The E. coli was expected to spread across the end zones and try to cross into the first strips only to be killed by the antibiotic, eventually starving when all of the agar in the end zone was consumed. That didn’t happen. Instead, one or a few bacteria mutated to become resistant to the mild antibiotic, then multiplied to fill the first strip. Mutations occurred repeatedly at the edge of each strip until E. coli filled the entire plate. This process took 12 days. (Click here to see a video of the experiment.)

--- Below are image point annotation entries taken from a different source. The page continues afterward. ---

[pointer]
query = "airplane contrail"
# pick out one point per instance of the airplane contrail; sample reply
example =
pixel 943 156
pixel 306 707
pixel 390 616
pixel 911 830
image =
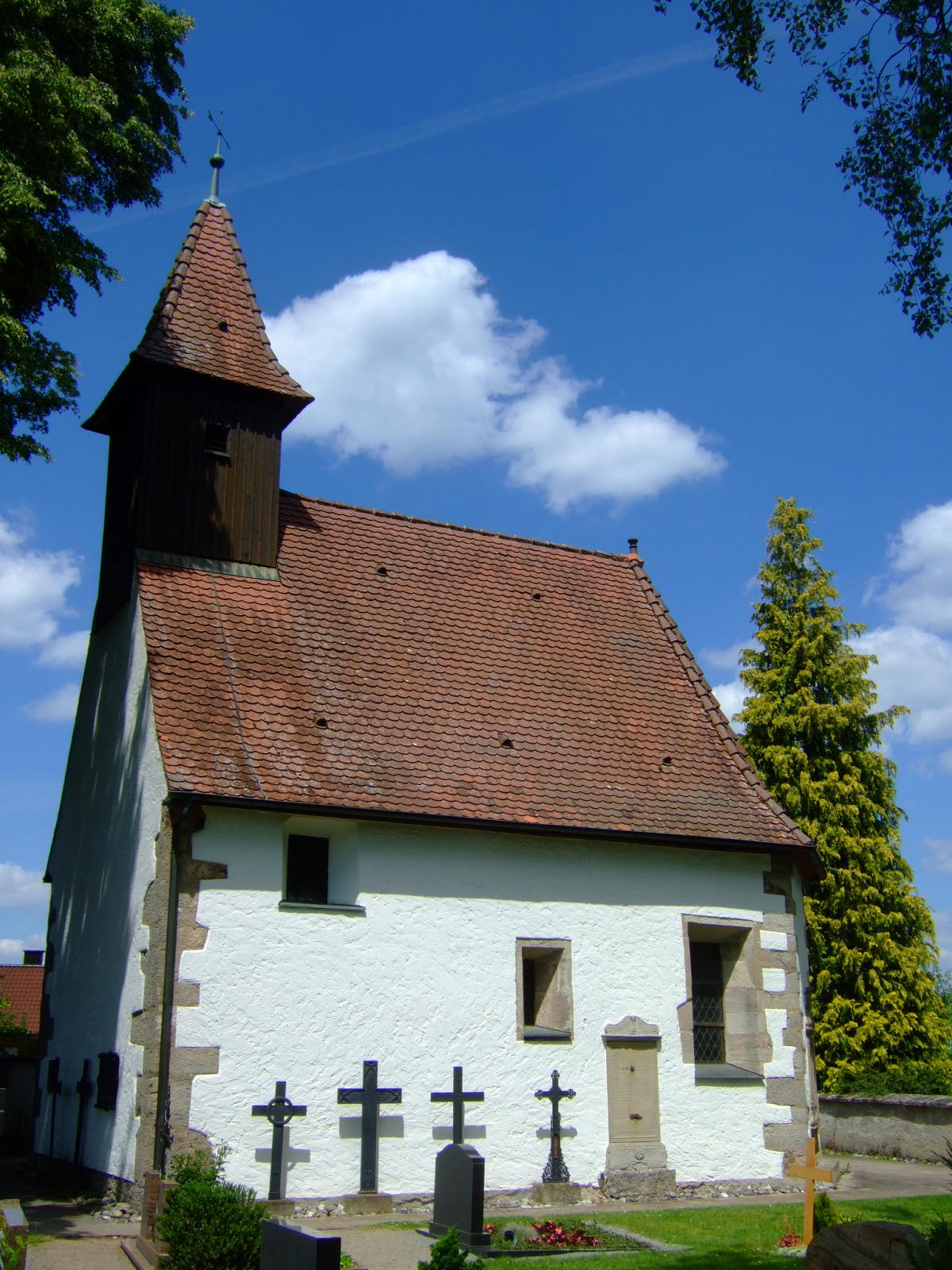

Shocked at this outcome, the scientists repeated the experiment multiple times, all with the same result. A newer, more powerful, antibiotic slowed the process to 14 days. The conclusion drawn from this experiment is that faced with the prospect of extinction, a dangerous parasite can evolve in a few weeks* to become resistant to the most powerful weapon humans have created to combat it.
The megaplate is both an example of how fast the law of natural selection can work in a closed system, and a metaphor for how human attempts to destroy what we perceive as an enemy can go horribly wrong. As Dunn points out, the corn monoculture of the American Midwest is a megaplate. If a Roundup-resistant corn fungus were to evolve and take hold, it could destroy the crop and the economy with it in very short order.
There is a lot of conjecture about how an increase in temperature due to climate change will affect us. In Dunn’s view, this is a simple problem: if our average daily temperature increases by five degrees, our living conditions will come to resemble places where that climate exists now. Southern Florida will be like the rainforests of Central America.
This brings into play another natural law that will come to haunt us. The law of escape holds that species will benefit when they can evade their natural predators. The wildlife of the Central American rainforest, like jaguars and howler monkeys, may not be able to escape to Miami because there is not a clear pathway for them to get there. However, the parasites of the rainforest have many routes, and will have no trouble bringing north the diseases of the rainforest like malaria, dengue fever, and yellow fever.
Although the laws of nature all point to a future where parasites continue to flourish as humans and larger wildlife decline, Dunn tells us that we should not lose hope as long as we take steps to reverse the process. “Our best bet for extending our stay on this planet is a humble one: to pay attention to the laws of life and work with them rather than against them.”
To do this, we need to reduce greenhouse gas emissions to preserve the viability of the niches that are best suited for human habitation. We must also do all that we can to save the ecosystems on which we depend, or might depend upon for food. We have to provide corridors for beneficial species to travel to new homes when their current homes become uninhabitable. And finally, we need to manage our own ecosystems to keep the parasites at bay.
If we can do all of that, Dunn assures us, we have a good chance of surviving here on megaplate Earth.
*E. coli reproduce every 20 minutes, or about 70 times a day. That means that over 12 days, there were 840 generations. In human terms, this would take 16,000-20,000 years, or back to the middle of the last Ice Age.